Portico Quartet ft. Cornelia
Back to the Everyman for their Saturday double bill. The Portico Quartet stand out from most of the headliners as a world apart from what we’d expect to see at a jazz festival. Heavily experimental, each musician moves between at least two instruments and most of those are electronic. Their set casts a spell on the crowd with ephemeral saxophone by Jack Wyllie weaving through throbbing and pulsing harmonies. Part jazz, noise and trance, and all new and exciting, the group show just how outside the box the Guinness Jazz Festival is willing to move. When singer Cornelia joins the group there’s a tangible shift in atmosphere, from a shared musical experience to her being the storyteller, the audience observers. Moving from a collective feel, now the group clearly has a focal point, both aurally and visually. Overall the sound becomes more mundane, like something everyone’s heard before, but regardless of all that it is still certainly entertaining. Cornelia demands attention with her flame red hair and erratic dance moves, and even though the others amp up their energy she retains the spotlight. If the group is looking to achieve more mainstream success they’re moving in the right direction, but for us their older instrumental sound is far worthier of the festival spotlight they’re given.

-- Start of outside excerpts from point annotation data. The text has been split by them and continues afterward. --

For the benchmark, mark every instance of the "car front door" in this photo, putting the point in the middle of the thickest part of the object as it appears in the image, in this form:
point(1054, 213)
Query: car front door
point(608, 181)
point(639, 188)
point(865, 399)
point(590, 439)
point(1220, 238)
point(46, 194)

Billy Cobham & Spectrum 40
Celebrating the fortieth anniversary of his album Spectrum, Cobham is certainly doing it in style with a personality as vibrant as his sunshine yellow shirt, standing out from the rest of the black-clad band. There are lots of hardcore fans in the crowd judging by the reception he receives, and they aren’t left disappointed as Cobham leaps into action on his drum kit with the same passion as back when the tracks were first heard. Guitarist Dean Brown stays front and centre for most of the performance, letting the music move himself; from his facial expression and swaying hair down to his twitching feet, he embodies our aural experience. While overall the music is slightly dated and a very odd contrast to the earlier Portico, the newer compositions from the backing band members bring the set closer to today’s expectations. Forty years on, Cobham’s gift for rhythmic exploration from within the confines of the beat is still rarely to be found, and his solos are something to behold for their variety. He instills all he does with his vitality and shows that regardless of your age, if you’ve got it—you’ve got it.

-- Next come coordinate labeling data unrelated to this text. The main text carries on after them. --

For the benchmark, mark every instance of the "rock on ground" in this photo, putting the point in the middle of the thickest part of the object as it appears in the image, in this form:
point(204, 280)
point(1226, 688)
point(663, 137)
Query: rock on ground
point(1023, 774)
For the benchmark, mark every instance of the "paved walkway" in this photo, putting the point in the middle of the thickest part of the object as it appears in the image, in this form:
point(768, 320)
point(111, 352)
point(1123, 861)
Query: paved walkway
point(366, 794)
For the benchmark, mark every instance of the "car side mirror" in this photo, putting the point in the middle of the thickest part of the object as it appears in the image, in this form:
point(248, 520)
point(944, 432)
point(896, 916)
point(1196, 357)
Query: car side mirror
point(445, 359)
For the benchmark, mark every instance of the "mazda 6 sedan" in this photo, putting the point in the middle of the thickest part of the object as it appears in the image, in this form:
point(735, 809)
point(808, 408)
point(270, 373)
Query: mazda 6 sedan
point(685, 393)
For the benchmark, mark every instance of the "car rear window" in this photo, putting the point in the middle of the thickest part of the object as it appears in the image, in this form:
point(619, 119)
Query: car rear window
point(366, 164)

So far the festival has been a roaring success. It is terrific to see practically all of Cork out celebrating their music, their city and all of those that have come to share in the atmosphere. Despite some organisational hiccups and programme misprints, overall the festival shows it is moving in the right direction. There’s a buzz of creation about the place as musicians mix and share ideas, collaborations are planned, and children are getting inspired to take part in the music making. Inclusivity is clearly the name of the game and while it can sometimes seem that so long as there’s a saxophone in your group, you meet the criteria for the festival, it means there really is something to suit everyone’s taste over the weekend.